Combina la conservación de la naturaleza y la agricultura para proteger esta especie fundamental para el equilibrio de los ecosistemas. Está financiado en un 75 % por el programa LIFE de la Unión Europea y cuenta con la cofinanciación de Viridia – Conservation in Action, Lightsource bp y Fundo Ambiental.
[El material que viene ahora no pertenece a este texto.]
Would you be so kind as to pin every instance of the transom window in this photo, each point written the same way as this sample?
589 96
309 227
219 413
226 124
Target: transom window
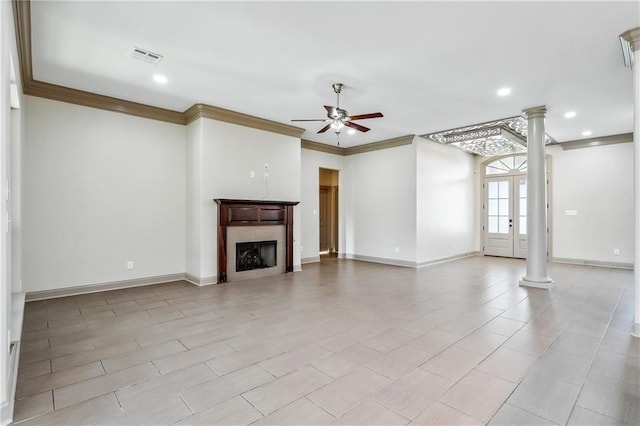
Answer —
507 165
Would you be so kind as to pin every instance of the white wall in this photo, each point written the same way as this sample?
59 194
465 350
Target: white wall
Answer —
379 193
5 242
447 202
100 189
597 182
312 161
229 154
193 260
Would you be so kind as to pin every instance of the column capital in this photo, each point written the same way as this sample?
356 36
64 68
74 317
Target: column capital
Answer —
632 36
535 112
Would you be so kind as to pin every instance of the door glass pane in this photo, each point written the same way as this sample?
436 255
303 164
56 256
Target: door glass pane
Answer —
504 207
503 191
522 213
493 224
493 208
503 225
493 190
508 162
498 206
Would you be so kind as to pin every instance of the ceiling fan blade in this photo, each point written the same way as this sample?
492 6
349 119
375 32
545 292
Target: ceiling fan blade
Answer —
356 126
325 128
365 116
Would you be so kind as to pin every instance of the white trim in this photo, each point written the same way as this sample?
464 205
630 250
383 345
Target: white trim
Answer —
195 280
383 260
312 259
407 263
600 263
448 258
536 284
94 288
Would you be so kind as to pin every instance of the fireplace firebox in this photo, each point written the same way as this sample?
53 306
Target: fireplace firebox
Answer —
256 255
247 214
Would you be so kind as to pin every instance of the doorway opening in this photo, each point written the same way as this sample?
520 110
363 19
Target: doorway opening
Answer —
328 212
504 206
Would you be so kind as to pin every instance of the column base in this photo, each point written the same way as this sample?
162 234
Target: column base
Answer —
635 329
543 283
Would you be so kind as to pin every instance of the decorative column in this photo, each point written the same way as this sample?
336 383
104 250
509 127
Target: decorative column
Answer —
633 38
536 274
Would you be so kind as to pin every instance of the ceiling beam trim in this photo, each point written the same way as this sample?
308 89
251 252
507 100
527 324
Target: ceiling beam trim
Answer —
599 141
374 146
220 114
22 19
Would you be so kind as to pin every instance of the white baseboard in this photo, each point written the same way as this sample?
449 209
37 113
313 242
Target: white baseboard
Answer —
196 280
94 288
448 258
407 263
620 265
382 260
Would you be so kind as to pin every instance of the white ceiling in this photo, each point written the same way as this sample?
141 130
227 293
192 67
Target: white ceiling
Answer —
428 66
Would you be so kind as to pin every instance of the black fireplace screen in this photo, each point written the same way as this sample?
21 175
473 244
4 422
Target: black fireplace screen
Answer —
255 255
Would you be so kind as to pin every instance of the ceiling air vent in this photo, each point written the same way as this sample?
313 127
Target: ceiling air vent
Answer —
145 55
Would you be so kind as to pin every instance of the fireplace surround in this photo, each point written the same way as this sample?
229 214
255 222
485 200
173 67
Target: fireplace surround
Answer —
247 214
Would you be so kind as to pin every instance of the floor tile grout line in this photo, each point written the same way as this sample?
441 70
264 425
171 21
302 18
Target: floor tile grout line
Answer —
615 308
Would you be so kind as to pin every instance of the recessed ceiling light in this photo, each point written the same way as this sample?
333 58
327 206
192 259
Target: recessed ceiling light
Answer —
160 79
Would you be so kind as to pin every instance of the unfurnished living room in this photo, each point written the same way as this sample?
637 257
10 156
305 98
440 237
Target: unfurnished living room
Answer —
320 212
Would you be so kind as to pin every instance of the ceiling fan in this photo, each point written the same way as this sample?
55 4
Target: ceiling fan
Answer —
340 118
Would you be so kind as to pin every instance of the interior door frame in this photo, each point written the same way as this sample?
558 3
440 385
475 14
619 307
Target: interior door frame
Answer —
483 175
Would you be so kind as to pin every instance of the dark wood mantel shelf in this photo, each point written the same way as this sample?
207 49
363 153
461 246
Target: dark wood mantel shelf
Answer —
253 213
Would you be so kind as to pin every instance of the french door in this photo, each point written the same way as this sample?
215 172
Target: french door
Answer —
505 216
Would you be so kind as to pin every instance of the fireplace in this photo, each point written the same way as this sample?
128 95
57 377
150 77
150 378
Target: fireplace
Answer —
256 255
243 227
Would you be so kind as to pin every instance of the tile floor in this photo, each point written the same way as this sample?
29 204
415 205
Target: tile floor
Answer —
342 342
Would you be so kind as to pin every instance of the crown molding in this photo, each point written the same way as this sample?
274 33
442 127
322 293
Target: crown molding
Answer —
321 147
632 36
598 141
383 144
93 100
374 146
22 20
220 114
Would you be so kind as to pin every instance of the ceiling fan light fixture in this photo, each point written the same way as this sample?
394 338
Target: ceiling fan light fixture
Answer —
337 124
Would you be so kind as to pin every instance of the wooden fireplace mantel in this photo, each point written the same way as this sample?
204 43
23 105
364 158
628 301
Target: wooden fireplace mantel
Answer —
253 213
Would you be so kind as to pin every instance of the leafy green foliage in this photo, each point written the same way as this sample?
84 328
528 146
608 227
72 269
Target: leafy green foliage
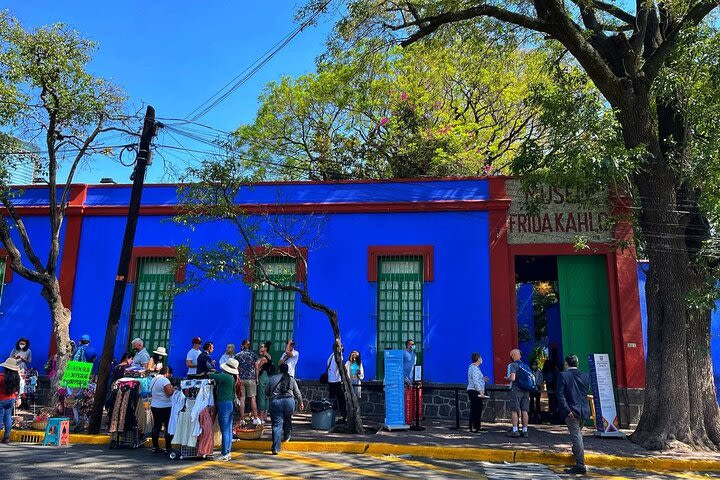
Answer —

Lo implementa un consorcio formado por Palombar – Conservação da Natureza e do Património Rural (entidad coordinadora), Associação BIOPOLIS-CIBIO, AEPGA - Associação para o Estudo e Proteção do Gado Asinino, ANPOC- Associação Nacional de Produtores de Proteaginosas, Oleaginosas e Cereais, CCDR-N - Comissão de Coordenação e Desenvolvimento Regional do Norte, EDIA - Empresa de Desenvolvimento e Infraestruturas do Alqueva SA, ICNF - Instituto da Conservação da Natureza e das Florestas, INIAV - Instituto Nacional de Investigação Agrária e Veterinária, LPN - Liga para a Protecção da Natureza, MC Shared Services SA, Modelo Continente Hipermercados SA, SPEA - Sociedade Portuguesa para o Estudo das Aves, UTAD - Universidade de Trás-os-Montes e Alto Douro, Vita Nativa - Conservação do Ambiente, AMUS - Acción por el Mundo Salvaje, Consejeria de Agricultura, Ganaderia y Desarrollo Sostenible - Junta de Extremadura, GREFA - Grupo de Rehabilitación de la Fauna Autóctona y su Hábitat e Universidad de Murcia.